Extreme Engineering: NASA Astronaut Peggy Whitson, the Longest-Serving American in Space

Mar 01 2018 | By Jesse Adams | Photo credit: Timothy Lee Photographers

They were 250 miles above Earth, recalled International Space Station (ISS) commander Peggy Whitson, when two of her crewmates sounded the alarm. Out on a spacewalk to install new solar arrays, the pair discovered a two-and-a-half-foot tear in the station’s new photovoltaic sheeting. Knowing the rip could easily expand and destroy a key power source, Whitson proceeded to get creative.

Peggy Whitson, the first woman to command the International Space Station, has spent more days in space than any other American astronaut
Peggy Whitson, the first woman to command the International Space Station, has spent more days in space than any other American astronaut.

“We didn’t have a Home Depot we could go to,” the NASA astronaut quipped, recalling the 2007 incident February 22 at this year’s first Extreme Engineering talk.

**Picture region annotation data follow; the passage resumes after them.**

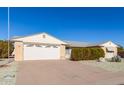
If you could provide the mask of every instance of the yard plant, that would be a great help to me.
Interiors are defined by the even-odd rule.
[[[14,46],[12,42],[9,42],[9,55],[14,50]],[[0,40],[0,58],[7,58],[8,57],[8,41]]]
[[[121,58],[124,58],[124,48],[123,47],[118,48],[118,55]]]
[[[71,60],[97,60],[100,57],[104,57],[104,50],[95,47],[95,48],[72,48]]]

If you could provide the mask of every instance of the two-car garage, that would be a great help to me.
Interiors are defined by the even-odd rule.
[[[60,59],[60,46],[24,44],[24,60],[46,59]]]
[[[13,39],[15,61],[65,59],[66,43],[46,33]]]

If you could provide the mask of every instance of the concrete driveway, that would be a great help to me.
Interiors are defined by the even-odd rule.
[[[124,84],[124,73],[67,60],[26,61],[19,63],[16,80],[19,85]]]

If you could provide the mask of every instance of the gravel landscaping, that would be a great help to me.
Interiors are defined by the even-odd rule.
[[[7,62],[2,60],[0,63]],[[17,63],[12,62],[0,67],[0,85],[14,85],[16,83]]]
[[[103,68],[112,72],[124,72],[124,60],[122,62],[93,62],[81,61],[82,64]]]

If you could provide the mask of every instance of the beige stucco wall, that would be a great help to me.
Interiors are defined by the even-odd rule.
[[[23,61],[23,42],[15,42],[15,61]]]
[[[65,45],[60,45],[60,59],[65,59]]]

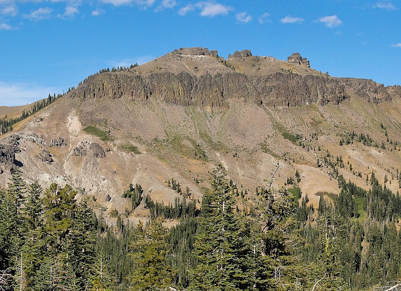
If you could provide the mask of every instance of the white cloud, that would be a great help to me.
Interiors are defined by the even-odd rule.
[[[202,11],[200,12],[200,16],[213,17],[218,15],[226,15],[230,11],[234,10],[231,6],[226,6],[215,2],[199,3],[202,3],[200,6]]]
[[[92,12],[91,16],[99,16],[104,13],[104,11],[102,9],[96,9]]]
[[[280,20],[282,23],[302,23],[305,21],[303,18],[299,17],[292,17],[290,15],[287,15],[284,18]]]
[[[55,92],[58,90],[28,84],[0,82],[0,105],[15,106],[32,103]]]
[[[386,10],[395,10],[396,9],[395,7],[390,2],[384,3],[384,2],[377,2],[373,6],[373,8],[380,8],[380,9],[385,9]]]
[[[31,20],[40,20],[50,17],[52,11],[48,8],[41,8],[32,12],[31,14],[26,15],[25,17]]]
[[[244,11],[244,12],[237,13],[235,16],[235,18],[237,19],[237,21],[239,21],[240,22],[243,22],[244,23],[248,23],[250,21],[252,20],[252,16],[249,15],[245,11]]]
[[[1,1],[0,1],[0,3],[1,3]],[[15,16],[18,13],[18,9],[14,5],[9,5],[0,9],[0,14],[2,15]]]
[[[175,0],[162,0],[160,5],[156,8],[155,11],[157,12],[166,8],[172,8],[177,5]]]
[[[317,21],[318,22],[324,23],[324,25],[330,28],[333,28],[336,26],[340,25],[342,23],[342,21],[337,17],[336,15],[332,15],[331,16],[325,16],[319,19]]]
[[[147,8],[153,5],[155,0],[100,0],[101,2],[112,4],[114,6],[121,6],[127,4],[136,4],[143,9]]]
[[[6,23],[0,24],[0,31],[9,31],[13,29],[13,28]]]
[[[188,4],[186,6],[180,8],[178,11],[178,14],[181,16],[184,16],[188,12],[195,10],[195,7],[192,4]]]
[[[194,4],[188,4],[178,11],[178,14],[181,16],[195,9],[200,11],[200,16],[213,17],[218,15],[227,15],[229,12],[234,10],[231,6],[224,5],[214,1],[200,1]]]
[[[258,21],[259,22],[260,24],[263,24],[264,23],[266,23],[267,22],[271,22],[271,20],[268,19],[270,16],[270,13],[268,13],[267,12],[264,13],[259,17],[259,19],[258,19]]]
[[[73,17],[74,15],[77,13],[79,13],[78,8],[74,6],[67,6],[64,14],[59,14],[57,16],[62,18],[71,18]]]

Scrounging for materials and consulting with mission control, Whitson and colleagues fashioned contraptions they called “cufflinks” out of spare wire and tape. Ultimately, one astronaut embarked on a daring and unprecedented mission, knitting the sheeting back together over seven painstaking hours while dangling from a 50-foot boom connected to a robotic arm. Over a decade later, the array is still in operation.

It was just another day on the job for Whitson—a historic 665 of which she has spent in space, more than any other American astronaut or woman of any nationality, over the course of three long-duration space flights since 2002. She is the first woman to command the ISS, doing so on two separate expeditions, and the first woman to perform 10 spacewalks, totaling more than 60 hours. Last September, she returned to Earth after spending a record-breaking 289 consecutive days in space, the most in NASA history. She still misses the view.

“You never get tired of looking at our planet,” said Whitson, who is featured on the cover of the latest National Geographic. “It’s awe-inspiring every time.”

Whitson, who belonged to the same astronaut class as Professor Mike Massimino, began her career at NASA in space medicine and biology, which proved ideal experience for the wide range of scientific research she has conducted and overseen while in orbit. In microgravity, she explained, every wall of the station’s interior can be a lab, while the exterior is also covered in active experiments.

But prolonged periods living in microgravity has profound effects on the human body as well. The callouses on the bottom of feet begin to disappear, she described, replaced by new ones on top of the feet where astronauts snag anchors to help stay in place, and vision eventually begins to deteriorate or distort. Returning to Earth is always a rude shock.

“Gravity sucks,” she said.

Whitson was introduced by her NASA classmate Mike Massimino, Professor of Professional Practice in Mechanical Engineering and a veteran of two space shuttle flights to the Hubble Space Telescope, and presented a commemorative t-shirt by members of the Columbia Space Initiative. The following day, she joined Dean Mary C. Boyce and members of Columbia’s Society of Women Engineers for a special lunch.